The same Christ made flesh in Bethlehem continues to be make flesh in the sacrament of the Real Presence, says Salvatore Martinez.

A member of the group that stems from the Charismatic Renewal, Martinez shared with ZENIT a meditation of sorts on Christmas and the Eucharist.

“In this year especially dedicated to the Eucharist, the nativity of Jesus presents itself before our conscience with the same prophetic force of the historical event of Bethlehem,” he said.

“The song of adoration of the angels unites our words of jubilation; our bended knee before Christ in the Eucharist continues in time the gesture of the shepherds and the magi prostrated before the historical Christ,” Martinez said.

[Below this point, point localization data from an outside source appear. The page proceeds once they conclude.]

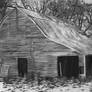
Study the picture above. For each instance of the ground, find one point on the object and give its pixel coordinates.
(46, 85)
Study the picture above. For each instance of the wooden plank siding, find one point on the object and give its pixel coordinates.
(21, 42)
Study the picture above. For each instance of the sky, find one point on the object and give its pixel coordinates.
(88, 1)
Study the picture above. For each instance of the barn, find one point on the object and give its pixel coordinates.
(23, 45)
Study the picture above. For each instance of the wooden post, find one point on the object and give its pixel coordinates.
(84, 59)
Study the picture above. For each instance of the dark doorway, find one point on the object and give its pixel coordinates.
(68, 66)
(22, 67)
(89, 65)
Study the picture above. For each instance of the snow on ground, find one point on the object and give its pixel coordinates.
(46, 86)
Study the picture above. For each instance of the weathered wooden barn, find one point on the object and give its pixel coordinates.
(20, 39)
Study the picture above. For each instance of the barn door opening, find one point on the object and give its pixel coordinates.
(89, 65)
(68, 66)
(22, 67)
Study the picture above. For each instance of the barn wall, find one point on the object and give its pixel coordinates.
(23, 39)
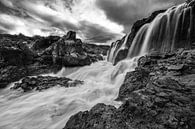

Citing Pope Pius XII, he said: “It must be affirmed that there is no confusion between the historical Christ and the Christ present in the Sacrament of the altar. In the worship of the Eucharist the faithful witness to faith in the Church by which it believes that the Word of God and the Son of Mary is one and the same, and is present and hidden in the Eucharist.”

“Christ, who at Christmas was made flesh, continues to be flesh in the Eucharist. Each nativity of Jesus, in a profound way, re-established the foundations of the Eucharist, of the living body of Christ, which doesn’t know the mortal corruption of the flesh,” he said. “It is a mystery of presence without end.”

The nativity of Christ, added Martinez, “reminds us that the affection, tenderness, devotion, protection, mercy, solidarity and justice of God is manifested amid people. Everything speaks of his love.

“Jesus teaches us to be ‘flesh of my flesh,’ that is to say, to transmit his human-divine sensitivity, to be capable of compassion for the moral, spiritual and material sufferings of our time. How much tenderness there is in the Son of God, that it can be experienced by all in the real Eucharistic presence.”

Martinez added: “Nobody is excluded from the birth of God, amid people, if we do not cease to adore and make prophetic the mystery of his presence in history.”